Thursday, May 19, 2011

Composting for the not so scientific minded/wanna be hardcore gardeners

OK. Composting to me is quite simple. Have a good mix of carbon rich nutrients from browns (dead leaves) and nitrogen rich nutrients from greens (kitchen scraps). I know there is a hardcore science behind it all, but ladies, who has time for all of that?? So I am going to provide the most simple guide to getting a healthy compost going.

First, pick your location or container. I live in a condo, which means that I am not only limited on space for a full grown compost pile, I also have to load up my recyclables and take them to the local recycling center myself. Gold medal anyone? If you have a yard, you should be good to go with an outdoor pile. If you are living in close quarters like myself, container composting is the way to go. Setting up outdoors is easy, just pick a spot in your yard. You can contain it with chicken wire, 2/4s, or concrete blocks, but none of that is really necessary. For container composting you can use any "bin" available, but you need to make a small adjustment. Take your sweet drill (I'm sorry if you are a member of the adventure club and don't have a drill, we need to talk) and cut several holes on the bottom and top of your container. I would say anywhere from 10-15 small holes on each side, depending on the size. I use a metal trash can from IKEA (b/c it's cute) but you can use any plastic bin or can as long as it has a lid.

So let's keep it simple. Once you have set up your bin, there are three things your compost MUST have. Water, sun, and air...just like a plant. How cute!
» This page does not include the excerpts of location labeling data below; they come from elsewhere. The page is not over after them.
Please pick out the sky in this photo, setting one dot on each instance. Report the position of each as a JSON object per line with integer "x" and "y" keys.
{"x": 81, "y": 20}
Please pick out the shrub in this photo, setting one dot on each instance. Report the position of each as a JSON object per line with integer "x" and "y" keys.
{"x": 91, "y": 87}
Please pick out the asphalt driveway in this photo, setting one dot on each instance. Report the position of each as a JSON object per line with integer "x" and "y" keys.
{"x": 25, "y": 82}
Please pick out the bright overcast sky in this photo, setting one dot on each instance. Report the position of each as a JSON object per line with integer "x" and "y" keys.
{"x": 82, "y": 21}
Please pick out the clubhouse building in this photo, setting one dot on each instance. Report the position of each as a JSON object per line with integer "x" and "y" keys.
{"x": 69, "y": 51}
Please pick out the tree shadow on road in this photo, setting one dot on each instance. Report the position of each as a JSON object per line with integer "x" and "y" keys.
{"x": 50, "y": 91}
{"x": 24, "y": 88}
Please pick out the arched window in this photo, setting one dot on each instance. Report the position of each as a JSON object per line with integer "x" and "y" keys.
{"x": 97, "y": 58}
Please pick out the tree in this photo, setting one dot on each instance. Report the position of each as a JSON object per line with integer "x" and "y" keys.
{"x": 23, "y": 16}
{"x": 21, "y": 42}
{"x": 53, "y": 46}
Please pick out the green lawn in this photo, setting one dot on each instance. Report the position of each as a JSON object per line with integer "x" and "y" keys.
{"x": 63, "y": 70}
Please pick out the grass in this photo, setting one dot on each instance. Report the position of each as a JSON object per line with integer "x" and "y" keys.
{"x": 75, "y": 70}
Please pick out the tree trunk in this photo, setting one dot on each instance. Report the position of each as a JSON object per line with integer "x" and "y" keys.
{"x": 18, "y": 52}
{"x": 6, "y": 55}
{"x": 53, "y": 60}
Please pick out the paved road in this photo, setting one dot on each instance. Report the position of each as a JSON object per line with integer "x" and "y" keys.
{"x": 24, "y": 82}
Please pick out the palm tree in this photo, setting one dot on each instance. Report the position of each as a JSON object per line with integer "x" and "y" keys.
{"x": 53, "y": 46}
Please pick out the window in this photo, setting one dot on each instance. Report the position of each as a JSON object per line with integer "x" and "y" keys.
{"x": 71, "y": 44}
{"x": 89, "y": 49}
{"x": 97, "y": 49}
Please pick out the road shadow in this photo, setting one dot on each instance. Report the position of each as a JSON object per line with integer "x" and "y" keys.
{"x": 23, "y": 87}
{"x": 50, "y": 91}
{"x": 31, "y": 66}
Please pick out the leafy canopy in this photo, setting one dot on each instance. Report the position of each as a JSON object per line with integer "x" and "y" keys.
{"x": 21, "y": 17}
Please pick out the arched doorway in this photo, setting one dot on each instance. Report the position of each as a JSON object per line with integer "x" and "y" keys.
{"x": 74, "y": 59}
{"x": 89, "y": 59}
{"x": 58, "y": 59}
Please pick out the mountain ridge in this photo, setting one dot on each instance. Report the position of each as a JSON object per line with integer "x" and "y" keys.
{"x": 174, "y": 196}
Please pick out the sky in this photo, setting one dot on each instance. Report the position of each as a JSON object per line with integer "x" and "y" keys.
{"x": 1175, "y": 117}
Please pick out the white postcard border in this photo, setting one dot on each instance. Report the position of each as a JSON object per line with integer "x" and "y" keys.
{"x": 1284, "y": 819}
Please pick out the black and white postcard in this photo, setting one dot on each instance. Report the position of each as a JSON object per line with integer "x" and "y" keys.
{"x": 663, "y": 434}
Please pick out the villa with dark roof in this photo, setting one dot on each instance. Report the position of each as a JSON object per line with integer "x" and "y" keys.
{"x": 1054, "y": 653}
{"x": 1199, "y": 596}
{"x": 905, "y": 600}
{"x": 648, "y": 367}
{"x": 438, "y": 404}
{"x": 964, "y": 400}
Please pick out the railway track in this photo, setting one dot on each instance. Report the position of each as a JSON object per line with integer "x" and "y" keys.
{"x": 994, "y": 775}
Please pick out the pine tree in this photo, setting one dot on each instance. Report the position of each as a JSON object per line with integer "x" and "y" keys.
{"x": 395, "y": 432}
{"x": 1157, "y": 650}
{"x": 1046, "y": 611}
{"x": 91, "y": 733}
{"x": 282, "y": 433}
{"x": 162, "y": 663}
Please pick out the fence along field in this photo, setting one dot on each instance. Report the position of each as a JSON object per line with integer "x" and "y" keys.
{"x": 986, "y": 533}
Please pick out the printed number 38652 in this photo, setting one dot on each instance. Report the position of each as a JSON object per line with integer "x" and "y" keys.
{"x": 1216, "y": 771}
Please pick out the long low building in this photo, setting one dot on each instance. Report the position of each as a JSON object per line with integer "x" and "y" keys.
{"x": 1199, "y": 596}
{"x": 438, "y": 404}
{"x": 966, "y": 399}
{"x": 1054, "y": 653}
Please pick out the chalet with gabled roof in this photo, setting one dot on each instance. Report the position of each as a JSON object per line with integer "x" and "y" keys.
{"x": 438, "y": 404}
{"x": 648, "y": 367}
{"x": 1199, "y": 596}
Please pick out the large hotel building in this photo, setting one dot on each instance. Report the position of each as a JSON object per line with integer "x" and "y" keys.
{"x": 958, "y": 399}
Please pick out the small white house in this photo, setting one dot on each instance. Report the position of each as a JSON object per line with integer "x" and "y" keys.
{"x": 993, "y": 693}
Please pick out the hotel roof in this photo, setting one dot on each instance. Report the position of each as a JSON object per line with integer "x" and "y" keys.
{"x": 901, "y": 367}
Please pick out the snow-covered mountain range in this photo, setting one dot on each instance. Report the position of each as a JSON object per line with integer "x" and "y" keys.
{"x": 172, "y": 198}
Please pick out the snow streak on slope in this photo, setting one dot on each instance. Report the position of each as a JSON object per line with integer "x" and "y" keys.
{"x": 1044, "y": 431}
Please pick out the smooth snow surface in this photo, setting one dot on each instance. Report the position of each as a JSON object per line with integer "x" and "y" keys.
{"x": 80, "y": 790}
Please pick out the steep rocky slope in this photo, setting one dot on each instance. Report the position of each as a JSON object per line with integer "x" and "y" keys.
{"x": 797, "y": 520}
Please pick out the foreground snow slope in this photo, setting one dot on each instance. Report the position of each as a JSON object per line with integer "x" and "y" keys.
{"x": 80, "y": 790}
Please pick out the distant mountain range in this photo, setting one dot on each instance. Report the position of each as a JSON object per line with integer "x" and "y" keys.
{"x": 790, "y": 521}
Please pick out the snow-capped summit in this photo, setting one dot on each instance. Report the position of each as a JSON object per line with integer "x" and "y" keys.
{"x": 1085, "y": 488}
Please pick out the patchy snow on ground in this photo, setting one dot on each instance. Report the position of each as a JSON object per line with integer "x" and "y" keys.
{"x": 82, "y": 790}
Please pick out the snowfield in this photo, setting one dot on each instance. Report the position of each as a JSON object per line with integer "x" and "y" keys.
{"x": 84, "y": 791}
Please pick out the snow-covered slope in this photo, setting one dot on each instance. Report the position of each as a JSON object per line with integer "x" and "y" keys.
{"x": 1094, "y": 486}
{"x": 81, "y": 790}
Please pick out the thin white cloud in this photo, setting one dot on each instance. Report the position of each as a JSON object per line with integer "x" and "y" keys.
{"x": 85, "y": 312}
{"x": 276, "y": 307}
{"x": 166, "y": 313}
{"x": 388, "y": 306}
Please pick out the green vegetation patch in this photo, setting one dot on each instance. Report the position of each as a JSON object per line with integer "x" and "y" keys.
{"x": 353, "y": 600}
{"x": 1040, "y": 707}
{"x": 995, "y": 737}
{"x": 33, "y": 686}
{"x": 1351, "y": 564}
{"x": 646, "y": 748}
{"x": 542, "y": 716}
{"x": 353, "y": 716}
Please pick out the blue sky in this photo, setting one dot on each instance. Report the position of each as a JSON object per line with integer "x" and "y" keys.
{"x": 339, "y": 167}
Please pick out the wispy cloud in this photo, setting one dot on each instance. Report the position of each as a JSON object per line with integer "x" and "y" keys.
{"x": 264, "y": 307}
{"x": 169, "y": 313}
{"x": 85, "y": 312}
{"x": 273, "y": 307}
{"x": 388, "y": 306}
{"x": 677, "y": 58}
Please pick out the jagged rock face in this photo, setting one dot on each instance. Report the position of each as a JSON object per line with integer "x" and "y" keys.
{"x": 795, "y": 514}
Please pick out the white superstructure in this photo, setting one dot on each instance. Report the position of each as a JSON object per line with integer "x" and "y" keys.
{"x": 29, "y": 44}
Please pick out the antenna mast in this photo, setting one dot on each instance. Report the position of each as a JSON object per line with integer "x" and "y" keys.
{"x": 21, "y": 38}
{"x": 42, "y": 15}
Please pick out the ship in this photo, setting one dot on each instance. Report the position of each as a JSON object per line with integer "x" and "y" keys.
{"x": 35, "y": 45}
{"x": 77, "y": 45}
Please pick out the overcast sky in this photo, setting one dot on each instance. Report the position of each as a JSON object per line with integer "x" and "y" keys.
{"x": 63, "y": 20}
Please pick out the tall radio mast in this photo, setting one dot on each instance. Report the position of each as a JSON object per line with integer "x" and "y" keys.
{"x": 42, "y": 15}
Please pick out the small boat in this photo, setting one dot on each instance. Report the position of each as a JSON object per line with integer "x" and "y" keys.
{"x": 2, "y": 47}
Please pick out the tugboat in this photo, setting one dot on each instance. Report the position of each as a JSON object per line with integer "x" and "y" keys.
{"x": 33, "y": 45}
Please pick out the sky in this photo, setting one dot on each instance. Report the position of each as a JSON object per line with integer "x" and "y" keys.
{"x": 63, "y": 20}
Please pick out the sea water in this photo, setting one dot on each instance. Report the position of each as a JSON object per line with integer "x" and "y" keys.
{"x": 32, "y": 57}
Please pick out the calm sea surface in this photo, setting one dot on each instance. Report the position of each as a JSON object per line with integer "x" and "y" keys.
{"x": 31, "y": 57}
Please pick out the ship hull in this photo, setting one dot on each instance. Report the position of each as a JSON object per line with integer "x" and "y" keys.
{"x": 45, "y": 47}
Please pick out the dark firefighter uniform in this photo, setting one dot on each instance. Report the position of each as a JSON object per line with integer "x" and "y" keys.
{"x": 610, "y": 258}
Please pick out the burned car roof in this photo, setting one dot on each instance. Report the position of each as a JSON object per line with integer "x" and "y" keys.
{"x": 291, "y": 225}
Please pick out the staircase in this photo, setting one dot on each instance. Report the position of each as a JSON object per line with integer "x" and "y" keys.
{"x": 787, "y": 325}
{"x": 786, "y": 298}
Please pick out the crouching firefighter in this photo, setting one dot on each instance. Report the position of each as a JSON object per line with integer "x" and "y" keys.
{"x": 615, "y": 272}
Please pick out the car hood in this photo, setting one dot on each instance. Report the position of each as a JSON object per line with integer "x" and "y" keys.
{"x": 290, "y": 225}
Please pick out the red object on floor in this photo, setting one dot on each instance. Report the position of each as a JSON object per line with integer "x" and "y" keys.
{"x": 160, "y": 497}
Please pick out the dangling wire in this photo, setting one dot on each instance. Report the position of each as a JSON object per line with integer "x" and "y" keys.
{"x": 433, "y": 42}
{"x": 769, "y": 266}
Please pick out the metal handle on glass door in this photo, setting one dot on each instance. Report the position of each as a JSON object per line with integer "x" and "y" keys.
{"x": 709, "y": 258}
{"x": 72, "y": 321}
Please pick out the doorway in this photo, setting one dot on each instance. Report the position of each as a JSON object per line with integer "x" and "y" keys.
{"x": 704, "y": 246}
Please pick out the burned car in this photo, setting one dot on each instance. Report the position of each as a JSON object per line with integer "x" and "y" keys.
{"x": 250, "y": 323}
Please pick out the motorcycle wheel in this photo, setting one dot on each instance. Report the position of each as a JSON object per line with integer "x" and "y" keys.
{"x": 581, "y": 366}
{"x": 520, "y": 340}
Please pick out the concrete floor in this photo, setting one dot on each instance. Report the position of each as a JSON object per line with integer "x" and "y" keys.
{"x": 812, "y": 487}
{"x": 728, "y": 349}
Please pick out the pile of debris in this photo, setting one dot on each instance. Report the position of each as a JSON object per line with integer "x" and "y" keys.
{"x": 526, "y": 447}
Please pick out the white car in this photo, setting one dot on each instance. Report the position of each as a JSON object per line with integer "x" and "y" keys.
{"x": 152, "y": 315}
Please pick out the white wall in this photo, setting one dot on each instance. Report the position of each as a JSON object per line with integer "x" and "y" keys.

Here are some things you can compost:

Kitchen scraps (duh!)
Lint from your dryer
Vacuum contents
Tea bags/coffee filters
Shredded newspaper
Paper napkins, towels, and bags
Dog and cat hair (there's plenty of that going around in my house)
Any old junk from the pantry (stale cereal, chips, crackers). If it's flour based, you're good. This includes old moldy bread and pasta.

Here are some things you CAN NOT compost:

Dog and cat poop (unless your animals are vegetarian)
Meat/dairy products

Why can't I compost poop??

In a nutshell (b/c serious gardeners will tell you there is a scientific formula for composting these things) salmonella and maggots DO exist.. did you hear that? Yeah, so just don't do it. OK?

Here we go. Throw your approved composting materials in the pile/bin, cover with dead leaves, and continue the process. Keep your pile aerated by mixing it up as much as possible. It's good to keep an extra bin for dead leaves to cover your scraps every time you toss. Make sure your compost has the three main ingredients: air, sun, and water. Use common sense. If the compost is too wet and full of too much decomposed matter, (and gnats are taking over your lungs every time you open to aerate) add brown. If it's too full of browns and isn't doing much, you need more greens.

Simple enough??? Ghetto composting has worked for me, and you can always get more educated about it, but seriously I composted this in 3 months. It's not that complicated.